Improvements or new algorithms were described in many publications. The summary of this efforts is presented in [9]. It is also possible to see and compare results of different methods on the web page hosted by the Middlebury University [10]. There is also a frequently updated ranking of recently proposed approaches on that site.Optical flow computation algorithms can be divided into two groups. The first one consists of methods which determine the optical flow field for every pixel of the image (dense flow). Algorithms computing the flow only for selected pixels (sparse flow) belong to the second group. This classification was proposed, because some points are easier to track than others. For example, a pixel which has a unique colour is simpler to localize than a pixel which is surrounded by other pixels of the same or similar colour.

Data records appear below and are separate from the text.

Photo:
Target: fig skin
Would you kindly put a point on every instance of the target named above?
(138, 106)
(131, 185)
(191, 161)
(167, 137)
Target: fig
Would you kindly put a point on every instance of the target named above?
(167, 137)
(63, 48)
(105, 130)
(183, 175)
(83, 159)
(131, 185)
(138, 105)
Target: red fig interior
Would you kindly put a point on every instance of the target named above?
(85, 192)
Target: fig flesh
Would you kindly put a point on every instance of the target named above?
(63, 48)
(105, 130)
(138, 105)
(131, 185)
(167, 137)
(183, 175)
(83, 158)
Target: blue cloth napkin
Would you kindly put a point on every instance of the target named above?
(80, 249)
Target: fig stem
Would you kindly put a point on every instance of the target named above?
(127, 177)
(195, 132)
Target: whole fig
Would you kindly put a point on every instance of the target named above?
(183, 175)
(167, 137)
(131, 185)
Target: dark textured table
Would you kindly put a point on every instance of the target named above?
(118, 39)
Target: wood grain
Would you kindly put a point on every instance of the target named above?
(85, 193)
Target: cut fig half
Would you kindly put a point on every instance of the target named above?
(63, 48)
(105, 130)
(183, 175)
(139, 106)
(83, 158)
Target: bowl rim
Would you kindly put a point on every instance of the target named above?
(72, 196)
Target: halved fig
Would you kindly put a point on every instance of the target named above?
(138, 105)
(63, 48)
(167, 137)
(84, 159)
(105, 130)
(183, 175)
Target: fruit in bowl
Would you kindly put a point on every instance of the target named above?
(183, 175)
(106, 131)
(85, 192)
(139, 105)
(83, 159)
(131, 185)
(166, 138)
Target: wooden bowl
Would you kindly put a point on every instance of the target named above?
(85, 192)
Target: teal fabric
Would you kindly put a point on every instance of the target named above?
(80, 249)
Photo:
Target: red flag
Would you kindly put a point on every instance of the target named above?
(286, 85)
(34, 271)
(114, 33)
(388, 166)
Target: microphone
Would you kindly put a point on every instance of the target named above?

Method Anacetrapib used for picking proper points can be very different. From choosing pixels located at a rectangular grid virtually imposed on image to corner or feature detection (e.g., Scale Invariant Feature Transform) methods. It is not possible to determine optical flow for all pixels. For example, when a pixel disappears between two frames due to occlusion. This is why dense optical flow methods use more clues to compute the flow than only pixel intensity (e.